Last updated: 14 August 2025


The Finance Ministry has issued a corrigendum to the Income-tax (No. 2) Bill, 2025, bringing clarity to the provisions for charging interest on shortfalls in advance tax payments. The update, issued on August 11, 2025, aligns Clause 425 of the Bill with the existing rules under the Income-tax Act, 1961.

As per the corrigendum, the "3 percent" interest mentioned in the provision refers to 1% per month for three months for each instalment shortfall, exactly as stipulated in the previous law.

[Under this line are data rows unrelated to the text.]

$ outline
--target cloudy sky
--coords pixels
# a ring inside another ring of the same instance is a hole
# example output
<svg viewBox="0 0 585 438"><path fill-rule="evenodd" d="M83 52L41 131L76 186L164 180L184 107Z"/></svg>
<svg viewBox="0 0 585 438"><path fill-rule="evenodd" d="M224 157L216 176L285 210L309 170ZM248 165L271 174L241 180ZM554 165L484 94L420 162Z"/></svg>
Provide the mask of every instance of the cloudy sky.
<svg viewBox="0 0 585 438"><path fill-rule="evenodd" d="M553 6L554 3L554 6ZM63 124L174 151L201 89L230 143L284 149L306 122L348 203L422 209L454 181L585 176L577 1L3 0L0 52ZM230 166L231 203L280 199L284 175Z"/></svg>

This means that if a taxpayer misses the quarterly advance tax deadline - even by a single day - interest will be charged for a minimum of three months on the shortfall.

Finance Ministry Issues Corrigendum to IT Bill, Clarifies Interest on Advance Tax Short-Payment

For example:

  • If the first instalment (15% of annual liability) is due by June 15 but is paid on June 16, interest will still be levied at 1% per month for three months, not just for the delay period.

Tax experts say this amendment removes the ambiguity in the Bill. 

Updated Advance Tax Structure

Period Cumulative Tax Due Interest on Shortfall
By June 15 15% 3%
By September 15 45% 3%
By December 15 75% 3%
By March 15 100% 1%

Interest is calculated on the shortfall amount after deducting any advance tax already paid before the due date.

Illustration: If a taxpayer's total annual advance tax liability is Rs 5 lakh:

  • By June 15, they must pay Rs 75,000 (15%). If they pay only Rs 50,000, the Rs 25,000 shortfall attracts Rs 750 interest (Rs 25,000 × 1% × 3 months).
  • By September 15, the cumulative amount should be Rs 2.25 lakh. If only Rs 1.70 lakh is paid, the Rs 55,000 shortfall attracts Rs 1,650 interest (Rs 55,000 × 1% × 3 months).
  • Total interest payable for both instalments: Rs 2,400.

Advance tax applies to individuals, companies and entities with an annual tax liability of Rs 10,000 or more, payable in four instalments during the financial year. Senior citizens without business income are exempt.

The clarification is particularly relevant for taxpayers who underpay or miss deadlines, as interest costs can accumulate significantly over the year.